Although omega-3s are perhaps best known for their cardioprotective effects, omega-3s exert many less well-known (and even surprising) effects on the body:
- Maintain muscle mass as we age – ultimately enhancing metabolic function.
- Bolster immune function – reducing the risk for autoimmune disorders and infectious diseases.
- Improve pregnancy outcomes – including reducing the risk of pre-term birth.
- Ameliorate the harmful effects of air pollution exposure – preserving brain volume
- Improve reading, behavior, and executive function in children – underscoring the importance of maternal omega-3 status during pregnancy and breastfeeding.
- Promote neurogenesis – maintaining the microstructural integrity of the brain in aging.
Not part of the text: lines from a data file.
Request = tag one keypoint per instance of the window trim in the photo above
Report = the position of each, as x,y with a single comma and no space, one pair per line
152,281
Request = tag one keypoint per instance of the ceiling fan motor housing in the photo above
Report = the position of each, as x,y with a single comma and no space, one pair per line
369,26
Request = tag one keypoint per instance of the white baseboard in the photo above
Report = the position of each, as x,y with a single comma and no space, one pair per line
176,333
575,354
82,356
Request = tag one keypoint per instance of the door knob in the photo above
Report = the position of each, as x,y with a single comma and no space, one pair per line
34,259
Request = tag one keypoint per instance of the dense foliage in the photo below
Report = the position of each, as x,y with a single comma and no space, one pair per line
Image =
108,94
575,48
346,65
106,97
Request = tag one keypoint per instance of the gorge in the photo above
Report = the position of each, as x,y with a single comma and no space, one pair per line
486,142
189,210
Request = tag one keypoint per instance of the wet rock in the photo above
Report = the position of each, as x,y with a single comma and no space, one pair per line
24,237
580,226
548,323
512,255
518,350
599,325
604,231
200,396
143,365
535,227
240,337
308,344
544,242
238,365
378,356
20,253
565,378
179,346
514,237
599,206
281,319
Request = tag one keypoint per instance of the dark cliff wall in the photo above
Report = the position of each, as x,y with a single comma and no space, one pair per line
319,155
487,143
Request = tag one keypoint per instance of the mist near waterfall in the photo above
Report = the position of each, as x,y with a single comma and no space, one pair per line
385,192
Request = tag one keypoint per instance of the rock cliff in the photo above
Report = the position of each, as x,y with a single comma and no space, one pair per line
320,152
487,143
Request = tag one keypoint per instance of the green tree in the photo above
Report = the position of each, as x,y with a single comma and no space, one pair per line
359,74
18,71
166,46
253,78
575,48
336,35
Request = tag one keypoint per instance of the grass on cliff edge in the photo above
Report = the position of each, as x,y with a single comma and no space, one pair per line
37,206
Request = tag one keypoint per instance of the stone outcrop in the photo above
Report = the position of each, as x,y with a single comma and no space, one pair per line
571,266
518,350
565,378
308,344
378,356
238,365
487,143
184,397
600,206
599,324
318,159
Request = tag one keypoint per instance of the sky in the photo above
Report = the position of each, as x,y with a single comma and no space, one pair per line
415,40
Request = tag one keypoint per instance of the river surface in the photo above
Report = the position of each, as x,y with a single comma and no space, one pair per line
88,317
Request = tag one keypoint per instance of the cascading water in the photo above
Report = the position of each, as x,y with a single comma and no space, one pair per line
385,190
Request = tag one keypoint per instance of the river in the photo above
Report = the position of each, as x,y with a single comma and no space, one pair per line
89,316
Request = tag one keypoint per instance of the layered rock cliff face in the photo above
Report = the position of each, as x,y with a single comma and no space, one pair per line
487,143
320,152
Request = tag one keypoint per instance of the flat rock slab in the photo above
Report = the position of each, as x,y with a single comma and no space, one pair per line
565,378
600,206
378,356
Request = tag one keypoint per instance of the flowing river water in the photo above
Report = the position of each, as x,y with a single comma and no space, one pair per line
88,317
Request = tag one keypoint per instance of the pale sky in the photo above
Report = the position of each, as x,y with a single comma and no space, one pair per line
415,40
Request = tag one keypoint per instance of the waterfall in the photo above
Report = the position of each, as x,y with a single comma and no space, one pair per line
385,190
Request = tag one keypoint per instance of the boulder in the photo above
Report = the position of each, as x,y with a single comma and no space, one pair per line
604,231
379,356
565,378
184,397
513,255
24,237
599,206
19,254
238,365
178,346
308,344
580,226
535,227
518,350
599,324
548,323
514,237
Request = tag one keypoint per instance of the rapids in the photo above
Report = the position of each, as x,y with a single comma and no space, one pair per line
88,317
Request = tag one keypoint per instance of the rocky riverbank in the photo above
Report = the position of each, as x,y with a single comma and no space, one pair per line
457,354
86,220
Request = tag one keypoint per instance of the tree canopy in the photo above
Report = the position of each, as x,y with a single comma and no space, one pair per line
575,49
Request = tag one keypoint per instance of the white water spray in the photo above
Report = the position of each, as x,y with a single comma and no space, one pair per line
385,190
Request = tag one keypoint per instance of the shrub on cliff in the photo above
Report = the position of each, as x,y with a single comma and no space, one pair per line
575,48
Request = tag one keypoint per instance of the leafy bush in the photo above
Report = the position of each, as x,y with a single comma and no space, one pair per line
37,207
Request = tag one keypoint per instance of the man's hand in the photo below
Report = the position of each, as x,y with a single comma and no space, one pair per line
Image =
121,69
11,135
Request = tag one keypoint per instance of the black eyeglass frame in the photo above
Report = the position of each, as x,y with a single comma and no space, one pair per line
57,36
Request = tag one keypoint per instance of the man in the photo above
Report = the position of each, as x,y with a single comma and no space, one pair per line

But one of the most interesting things about omega-3s involves their capacity to resolve inflammation. The body’s inflammatory processes are important for our survival. However, turning off those processes is equally important.
That’s where omega-3s really shine. Unique molecules produced during omega-3 metabolism, called specialized pro-resolving mediators, essentially turn off the inflammatory response at the appropriate time so that it doesn’t continue. Not having high blood concentrations of omega-3s can prolong the inflammatory response – increasing our risk of many diseases.
Supplemental and prescription omega-3s are available as fish oil and algal oil products. Algal sources of EPA and DHA are suitable for people following a vegan (non-gelatin capsules only) or vegetarian diet or for those who do not eat fish. However, these products generally provide lower concentrations of omega-3s than similarly priced fish oil products.
Q: What are the best dietary sources of omega-3?
A: Dietary fish and roe contain omega-3s in phospholipid and triglyceride forms. Fatty fish such as salmon, anchovies, mackerel, herring, and sardines are excellent dietary sources of EPA and DHA. However, environmental toxicants, such as mercury, dioxins, dioxin-like polychlorinated biphenyls, polybrominated diphenyl ethers, and organochlorine pesticides, readily bioaccumulate in fatty fish, so consumption of younger, smaller fish is recommended to avoid or limit exposure.
Q: What are the best plant sources of marine omega-3 fatty acids?
A: There are a variety of products already available that are derived from algae rather than fish; however, a trial investigating the uptake of omega-3s from genetically engineered Camelina sativa (an oilseed plant from the Brassica family) in healthy men and women revealed that the engineered fatty acids were safe and well tolerated, and their uptake and incorporation into blood and plasma lipids were comparable to that achieved with fish oil. In other words, genetic engineering of plants that produce high-yield and high-quality EPA and DHA may offer yet another strategy to meet the growing needs of people that prefer to avoid animal-based products or are concerned about sustainability.